Now the PPP style investing, also dubbed “social infrastructure”, has become totally mainstream, and Elliott is predicting growing in-flows of institutional money. “Long-term investors such as pension funds need to match assets and liabilities. If you look at what a PFI style investment can give, that’s quite a good match, credit crunch or not,” says Elliott.
“Our investment strategy is very focused onto assets which have a contractual relationship rather than a regulatory relationship, which achieves much lower volatility of income. The project financing structures are designed to mitigate risks, particularly during the construction phase. There is a high degree of certainty regarding the timing and magnitude of your returns.”
“It is the most suitable for a certain type of investment objective. If you’re looking for relative long-term certainty, few other asset classes offer such characteristics.”
However most market participants agree the PFI/PPP may have already passed its peak in the UK market. There are also continuing doubts about whether PFI/PPP represents a good deal for the taxpayer. Recently, the House of Commons Transport Committee urged the UK Government and Transport for London to think hard before leaping into bed with another private sector partner following the collapse of the
Committee chairman Gwyneth Dunwoody said: “If the Government is ever again tempted by a seemingly good deal from the private sector, it should recall Metronet’s pathetic under-delivery and the deficiencies in the contracts that allowed it to happen.”
Even so there is obviously plenty of scope for secondary deals in the UK market as most concessions have lifespans of 25 to 30 years. Elliott implies the global liquidity squeeze is, if anything, making such deals affordable. “In some early sales in the secondary market, people were quite aggressive, as they exploited the gearing available in the market.

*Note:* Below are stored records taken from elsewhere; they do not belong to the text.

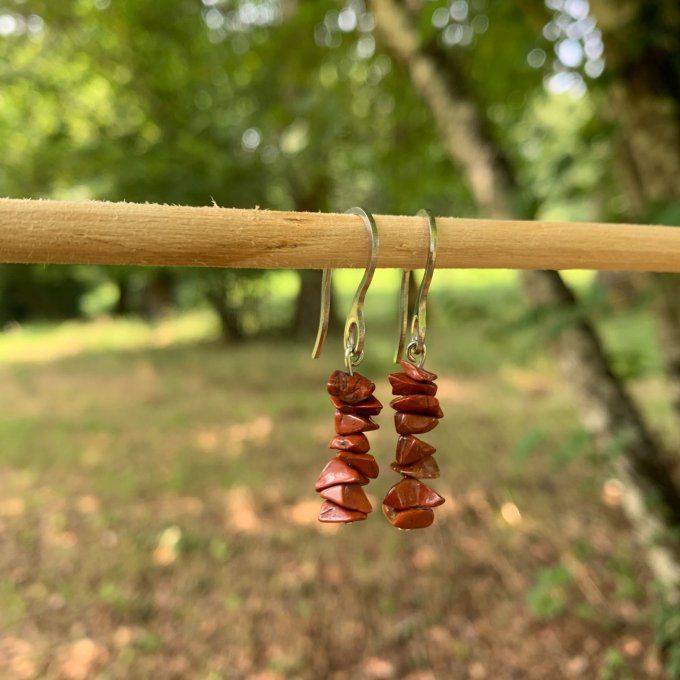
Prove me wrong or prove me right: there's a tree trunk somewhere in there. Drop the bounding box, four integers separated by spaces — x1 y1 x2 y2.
370 0 680 596
596 272 648 310
113 274 131 316
654 274 680 425
523 269 680 595
207 283 244 342
292 270 329 339
589 0 680 427
289 176 340 339
142 270 174 321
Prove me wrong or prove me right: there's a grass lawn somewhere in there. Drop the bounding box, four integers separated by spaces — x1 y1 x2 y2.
0 276 674 679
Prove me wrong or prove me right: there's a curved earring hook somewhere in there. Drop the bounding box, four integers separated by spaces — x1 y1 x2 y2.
311 267 332 360
343 207 379 373
394 268 410 365
312 207 379 376
395 208 437 366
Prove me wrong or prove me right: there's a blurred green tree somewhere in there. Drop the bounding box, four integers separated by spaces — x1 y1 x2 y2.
0 0 465 335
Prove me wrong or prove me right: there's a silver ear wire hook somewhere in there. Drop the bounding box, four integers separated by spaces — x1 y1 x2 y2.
343 207 379 373
395 209 437 367
312 207 379 376
395 269 410 364
312 267 332 360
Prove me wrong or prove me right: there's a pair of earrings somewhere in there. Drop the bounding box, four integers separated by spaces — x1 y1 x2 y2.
312 208 445 530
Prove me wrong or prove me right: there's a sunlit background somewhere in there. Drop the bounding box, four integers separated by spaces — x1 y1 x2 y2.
1 1 679 678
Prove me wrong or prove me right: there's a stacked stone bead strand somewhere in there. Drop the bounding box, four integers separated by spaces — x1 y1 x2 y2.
315 370 383 523
382 360 445 529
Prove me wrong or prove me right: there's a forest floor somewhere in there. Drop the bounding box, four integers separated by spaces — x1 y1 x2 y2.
0 286 675 679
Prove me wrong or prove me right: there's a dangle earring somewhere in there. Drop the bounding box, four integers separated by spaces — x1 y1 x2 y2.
312 208 383 524
382 209 445 530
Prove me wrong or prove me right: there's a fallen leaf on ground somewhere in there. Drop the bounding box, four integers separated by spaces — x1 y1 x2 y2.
57 638 108 680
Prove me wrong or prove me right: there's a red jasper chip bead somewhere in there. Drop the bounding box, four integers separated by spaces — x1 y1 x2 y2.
316 369 382 524
395 413 439 435
330 395 383 416
400 360 437 382
335 452 379 479
391 454 440 479
328 434 370 453
326 370 376 404
390 395 443 418
384 361 444 530
389 372 437 396
383 504 434 530
320 483 372 513
319 500 367 523
334 412 379 435
383 478 445 510
315 458 369 491
395 435 436 465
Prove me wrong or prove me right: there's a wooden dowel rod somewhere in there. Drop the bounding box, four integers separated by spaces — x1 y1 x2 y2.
0 198 679 271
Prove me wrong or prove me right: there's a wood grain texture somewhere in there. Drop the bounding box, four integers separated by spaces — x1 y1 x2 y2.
1 198 679 271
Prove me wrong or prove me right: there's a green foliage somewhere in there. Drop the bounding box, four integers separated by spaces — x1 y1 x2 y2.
512 426 591 470
0 0 631 329
511 428 544 464
526 565 572 619
0 578 26 626
655 602 680 679
645 202 680 227
599 648 632 680
0 0 469 326
551 428 590 469
134 630 164 654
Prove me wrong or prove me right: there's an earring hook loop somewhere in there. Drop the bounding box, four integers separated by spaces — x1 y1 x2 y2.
395 208 437 367
312 207 379 376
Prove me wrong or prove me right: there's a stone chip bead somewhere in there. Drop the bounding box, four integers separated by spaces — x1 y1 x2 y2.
400 360 437 383
334 412 379 435
320 483 372 514
335 452 379 479
315 457 369 492
388 372 437 396
394 413 439 435
382 504 434 530
319 500 367 523
328 434 370 454
316 369 382 524
390 454 440 479
383 360 445 530
395 435 436 465
383 478 445 510
330 395 383 416
327 370 376 404
391 395 443 418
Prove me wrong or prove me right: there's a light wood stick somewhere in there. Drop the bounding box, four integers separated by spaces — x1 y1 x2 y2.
1 198 678 271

But with the credit crunch, gearing levels have had to be reduced, so some prices in the secondary market have come down.”
Elliott believes that one of the biggest issues with PFI/PPP in the UK is that it is increasingly straight-jacketed into Treasury-imposed “standard form contracts” which have removed the scope for imagination and creativity. “The obsession with the lowest cost of capital leads to very rigid regimes that do not allow flexibility.”
These are among the reasons why investors and advisers specialising in the sector are increasingly looking to transfer their skills to Continental Europe and even further afield. Barclays Private Equity last year opened an office in Paris to focus on infrastructure investment and has already secured two deals there. These are a sports training centre near Paris, and a hospital in Brittany.
Elliott says that French President Nicolas Sarkozy is more favourable towards PPP than his predecessor Jacques Chirac, which should accelerate the sector’s growth in France. He also welcomes the fact the French Government has not tried to force-fit projects into a one-size-fits-all contractual framework . “That should be a strength as their projects progress.”
Barclays is actively bidding for infrastructure projects, including hospitals, schools and roads, in Belgium, Luxembourg, Germany, Italy and Portugal. Elliott says: “We do see quite a strong appetite [for PPP] across Europe now. France has the greatest deal flow at the moment. The major economies – Germany, Italy and Spain – are also progressing PPP. Some of them have a far greater history of public/private cooperation and partnership and concession-based financing than we historically had in the UK.”
Henderson Equity Partners’ third infrastructure concession fund – worth £1.2bn – is targeting primary and secondary infrastructure concessions in the UK, Europe and North America, whereas the group’s first two were focused exclusively on the UK. However the complications of running a multi-country fund investing in social infrastructure should not be under-estimated. “At the very least you’re going to have to clock up a lot of Air Miles,” says Michael Queen, managing partner at 3i.